次に披露されたのはピンキーとキラーズの「恋の季節」。この曲ではASKAがオリジナルの仕草を交えながら歌い、新しさと懐かしさを見事に融合。昭和歌謡の黄金期を生きたASKAだからこそ、彼の声は多くの観客の心を掴み、歓声が上がった。
ASKAの思い出は、自身の少年時代と重なる。彼は「クリスマスは賑やかで楽しいものだった。」とMCで述べ、観客とともにその思いを共有。昭和を振り返る中で、彼の歌は実体験に基づいた温かな感情が詰まっている。これにより、彼が歌う内容はただの楽曲に留まらず、深いストーリー性を持つ。
次に、湯原昌幸の「雨のバラード」では、ASKAのデリケートな表現力が光る。さらに、タイガースの「廃墟の鳩」などが意外性に富んだアレンジで演奏され、その音楽的多様性に驚かされる。聴くたびに新たな発見があるのもこのコンサートの魅力だ。

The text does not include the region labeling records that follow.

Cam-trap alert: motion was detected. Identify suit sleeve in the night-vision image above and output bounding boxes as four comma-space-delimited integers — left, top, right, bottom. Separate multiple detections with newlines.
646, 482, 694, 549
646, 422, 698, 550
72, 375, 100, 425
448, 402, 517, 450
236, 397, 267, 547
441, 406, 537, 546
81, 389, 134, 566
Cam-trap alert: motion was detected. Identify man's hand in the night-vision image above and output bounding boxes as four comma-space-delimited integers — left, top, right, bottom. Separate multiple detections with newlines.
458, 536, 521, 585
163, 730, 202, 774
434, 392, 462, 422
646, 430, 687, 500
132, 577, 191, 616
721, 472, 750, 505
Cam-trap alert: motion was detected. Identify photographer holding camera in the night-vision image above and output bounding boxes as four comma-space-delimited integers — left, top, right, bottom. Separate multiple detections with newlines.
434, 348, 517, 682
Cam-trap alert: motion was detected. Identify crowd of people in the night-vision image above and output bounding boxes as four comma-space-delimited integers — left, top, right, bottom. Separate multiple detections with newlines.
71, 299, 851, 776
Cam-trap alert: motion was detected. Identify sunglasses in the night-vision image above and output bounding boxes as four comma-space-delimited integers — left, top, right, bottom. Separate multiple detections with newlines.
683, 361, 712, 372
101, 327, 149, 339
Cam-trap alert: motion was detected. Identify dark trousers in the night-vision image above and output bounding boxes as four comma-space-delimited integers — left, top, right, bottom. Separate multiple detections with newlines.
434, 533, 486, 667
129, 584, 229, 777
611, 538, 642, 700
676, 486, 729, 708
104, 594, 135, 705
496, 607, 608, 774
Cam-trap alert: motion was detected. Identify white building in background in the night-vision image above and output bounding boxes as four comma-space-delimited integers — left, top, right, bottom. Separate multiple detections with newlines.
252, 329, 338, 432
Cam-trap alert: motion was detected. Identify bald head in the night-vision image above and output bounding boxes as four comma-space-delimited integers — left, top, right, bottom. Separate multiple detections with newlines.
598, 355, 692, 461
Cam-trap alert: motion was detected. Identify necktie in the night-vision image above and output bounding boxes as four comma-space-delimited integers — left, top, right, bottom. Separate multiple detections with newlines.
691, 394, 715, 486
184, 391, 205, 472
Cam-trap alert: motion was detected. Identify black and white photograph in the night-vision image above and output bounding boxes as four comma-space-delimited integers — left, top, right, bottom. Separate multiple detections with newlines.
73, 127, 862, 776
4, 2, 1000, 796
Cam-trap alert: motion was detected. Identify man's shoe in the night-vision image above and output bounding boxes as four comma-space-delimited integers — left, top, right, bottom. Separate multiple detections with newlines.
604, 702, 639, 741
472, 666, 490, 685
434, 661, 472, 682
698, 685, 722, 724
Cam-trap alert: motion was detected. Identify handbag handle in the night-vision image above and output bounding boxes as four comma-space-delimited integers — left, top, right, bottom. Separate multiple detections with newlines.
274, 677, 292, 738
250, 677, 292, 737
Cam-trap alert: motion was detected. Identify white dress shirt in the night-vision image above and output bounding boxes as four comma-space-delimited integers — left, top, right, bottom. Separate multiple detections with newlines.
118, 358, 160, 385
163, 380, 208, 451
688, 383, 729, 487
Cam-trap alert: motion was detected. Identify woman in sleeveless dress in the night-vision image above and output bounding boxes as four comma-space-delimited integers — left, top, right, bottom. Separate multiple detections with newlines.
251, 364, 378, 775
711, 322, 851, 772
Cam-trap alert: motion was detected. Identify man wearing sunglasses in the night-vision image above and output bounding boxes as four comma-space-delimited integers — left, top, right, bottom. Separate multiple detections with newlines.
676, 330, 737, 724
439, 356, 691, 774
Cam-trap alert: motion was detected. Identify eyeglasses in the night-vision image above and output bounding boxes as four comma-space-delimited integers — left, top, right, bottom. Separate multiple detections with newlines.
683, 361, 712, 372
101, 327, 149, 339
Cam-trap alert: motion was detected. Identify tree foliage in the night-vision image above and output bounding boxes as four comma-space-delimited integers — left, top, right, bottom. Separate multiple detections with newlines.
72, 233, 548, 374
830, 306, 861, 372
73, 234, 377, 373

後半は、特別ゲストとして登場した岩崎宏美とのデュエットでスタート。二人のハーモニーはまさに夢の共演で、昭和のクリスマスの象徴的な瞬間を生み出す。デュエットの合間に、ASKAのソロパフォーマンスが織り交ぜられることで、観客を飽きさせない工夫がなされている。
チャーミングな姿で見せる岩崎との息の合った演奏は、当日のクリスマスの雰囲気を一層豊かにし、観客とアーティストの距離をぐっと縮めた。余暇の中で核となる瞬間を演出することで、ASKAの音楽は世代を超え、心を豊かにする。
特に「君をのせて」や「木綿のハンカチーフ」といった昭和の名曲は、ASKAの力強いボーカルによって新たな表現を見せる。聴く人々は彼の歌声に安らぎと感動を覚え、過ぎ去りし時代を思い起こす。ラストを飾ったのは、坂本九の「見上げてごらん夜の星を」。この曲で、ASKAと岩崎は心を一つにし、真摯な気持ちで歌い上げ、感動のフィナーレを迎えた。
コンサートの終わりを迎える頃、観客は温かな拍手とともに、満ちあふれる昭和の名曲からくる希望のエネルギーを感じ取ることができただろう。その夜の空には、昭和の時代に輝いていた星が、未だに明るく放たれているという感覚に皆が浸っていた。
『昭和が見ていたクリスマス!?』は、単なる音楽イベントに留まらず、あの時代の夢や希望を今の世代に届ける旅でもあった。まさに、音楽を通じて時代を超えた感動を体験できた素晴らしい夜だった。